Cancelamento de John Galliano no Met: É justo punir comentários de 15 anos atrás ou a moda esquece a memória?

BRASIL

O Met cancela retrospectiva de John Galliano após protestos por comentários antissemitas e racistas feitos há 15 anos, reabrindo o debate sobre memória, perdão e a aplicação de padrões morais.

O Metropolitan Museum of Art (Met), em Nova York, tomou a decisão de cancelar a aguardada retrospectiva dedicada ao designer John Galliano, prevista para 2027. A exposição, intitulada “John Galliano: Horizons”, seria a primeira grande mostra a abranger toda a carreira do estilista, cobrindo mais de quarenta anos de trabalho.

O cancelamento ocorreu após uma onda de protestos desencadeados por comentários antissemitas, racistas e preconceituosos contra asiáticos proferidos por Galliano há quinze anos. A notícia foi divulgada em 31 de agosto, encerrando um mês de discussões e especulações.

O próprio Galliano expressou “grande tristeza” com a decisão, mas reiterou sua responsabilidade pelos atos passados e seu profundo arrependimento. Ele enfatizou que a verdadeira reparação se dá pela responsabilidade contínua, aprendizado e ação, mencionando também seus quinze anos de sobriedade e recuperação. A informação é divulgada pelo texto original da pauta.

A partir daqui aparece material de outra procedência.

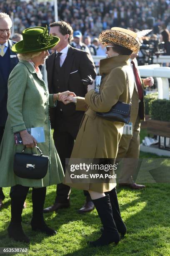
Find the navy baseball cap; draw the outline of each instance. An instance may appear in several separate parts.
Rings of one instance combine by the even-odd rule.
[[[80,38],[81,36],[82,36],[82,34],[79,30],[76,30],[73,33],[73,36],[74,37],[78,37]]]

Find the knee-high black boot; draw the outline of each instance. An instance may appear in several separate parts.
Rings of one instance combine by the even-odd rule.
[[[92,200],[95,205],[104,230],[100,237],[96,241],[89,242],[91,246],[100,246],[115,242],[118,244],[120,236],[112,215],[109,195]]]
[[[122,236],[123,236],[126,233],[127,228],[121,217],[116,188],[114,188],[111,191],[106,192],[105,194],[109,195],[114,220],[118,231]]]
[[[46,187],[32,189],[33,212],[31,225],[32,230],[40,231],[46,233],[48,236],[53,236],[57,234],[57,232],[48,226],[44,221],[43,216],[46,192]]]
[[[20,186],[20,188],[24,188]],[[14,187],[13,187],[14,188]],[[18,189],[17,187],[16,188]],[[18,188],[20,189],[20,188]],[[29,187],[28,188],[28,191]],[[23,205],[25,200],[26,195],[21,196],[22,195],[22,190],[20,192],[20,196],[18,196],[17,192],[15,192],[15,195],[11,195],[11,219],[10,224],[8,228],[8,232],[10,238],[13,238],[15,241],[29,243],[30,239],[25,234],[21,225],[22,213]],[[28,192],[28,191],[27,191]],[[22,194],[23,195],[23,194]]]

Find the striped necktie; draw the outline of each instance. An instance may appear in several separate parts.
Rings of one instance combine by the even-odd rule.
[[[131,63],[133,67],[133,73],[136,80],[136,86],[137,87],[138,92],[139,95],[139,98],[140,100],[142,100],[143,98],[143,92],[141,82],[138,74],[138,70],[133,61],[131,61]]]
[[[5,55],[5,53],[4,51],[4,49],[5,47],[5,45],[0,44],[0,55],[2,57],[3,57],[3,56],[4,56]]]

A magnitude da obra de Galliano em xeque

A exposição “John Galliano: Horizons” não se propunha a ser apenas uma celebração de vestidos espetaculares. O Met planejava apresentar mais de quatro décadas de trabalho do designer, incluindo roupas, acessórios, esboços, cadernos de pesquisa e materiais de arquivo. A curadoria visava explorar a influência de Galliano na moda contemporânea, desde sua coleção de formatura em 1984 até seu trabalho mais recente na Maison Margiela.

Galliano é reconhecido por sua influência significativa na indústria da moda, tendo vencido o prêmio de Designer Britânico do Ano quatro vezes. Ele também liderou grifes renomadas como Givenchy e Christian Dior, onde ditou o ritmo da indústria de luxo por mais de uma década. Sua capacidade de criar mundos completos em torno de suas coleções inspirou gerações de estilistas.

Anna Wintour, editora-chefe da Vogue, descreveu Galliano como o designer de moda mais importante de sua geração, embora tenha classificado a decisão do Met como um “adiamento”. Jonathan Anderson, diretor criativo da Dior, já o havia citado como um de seus heróis em entrevistas anteriores.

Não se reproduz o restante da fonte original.